Storytelling with a purpose

Tales of the Dervishes is just that, Sufi tales dating back almost 2000 years. Lovers of first-rate storytelling will find this collection especially enjoyable. These stories, many of them written by classical masters, have been masterfully retold by Shah in his usual elegant precise prose. However these engaging tales are also Sufi teaching-stories, specially constructed to impart and preserve Sufi concepts. Many of the stories in this collection are followed by brief comments by Shah adding historical perspective and/or insight to the particular purpose of the tale. As with everything Shah writes, these appealing stories keep delivering insights and entertainment even after many readings.

A Map of Human Experience

Most books that deal with metaphysics or consciousness are written by people who like to tell others what they have found. We get an individual interpretation magnified and glorified. There seems to be quite a market for such books, which I suppose must mean there is a taste for them. Tales of the Dervishes, a book which contains Teaching Stories from Sufi Masters, is very short on interpretation of Reality, or descriptions of Reality, or categorizations of Reality, and very long on the means to develope one's own perception and understanding. In these pages we find animals and Kings, beggars and fools, a princess, the water of life and many other familar characters and subjects. Watching themes develope and characters interact is like watching a map of human experience slowly develop. What emerges is that you have just been shown yourself.

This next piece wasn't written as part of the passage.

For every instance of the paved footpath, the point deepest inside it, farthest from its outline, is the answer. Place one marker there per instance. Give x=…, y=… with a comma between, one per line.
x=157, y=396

Tales of the dervishes are valuable instruments

The more I read these tales, the more I realize that they they do more than simply point the limitations of certain ways of thinking. They also point to alternative ways of approaching life and the experiences offered during a lifetime. Each time I read it, the book offers me new insights, always helping me move to fresh realizations. I cannot overemphasize how these tales have enabled me to focus and orient my mind so as to make it more receptive. The stories in this collection are thus not only enjoyable reads, they are valuable instruments as well. I strongly recommend this book.

The most beautiful stories I've ever read

I first read TALES OF THE DERVISHES thirty years ago, and I've been re-reading them ever since. My daughter preferred these ancient stories to the standard Western fairy tales at bedtime, asking me to read them to her over and over again, which delighted me because I too found them spellbinding. It's easy to understand why they've endured a thousand years because they are perhaps the most beautiful and intriguing examples of the storytelling art that I've ever encountered.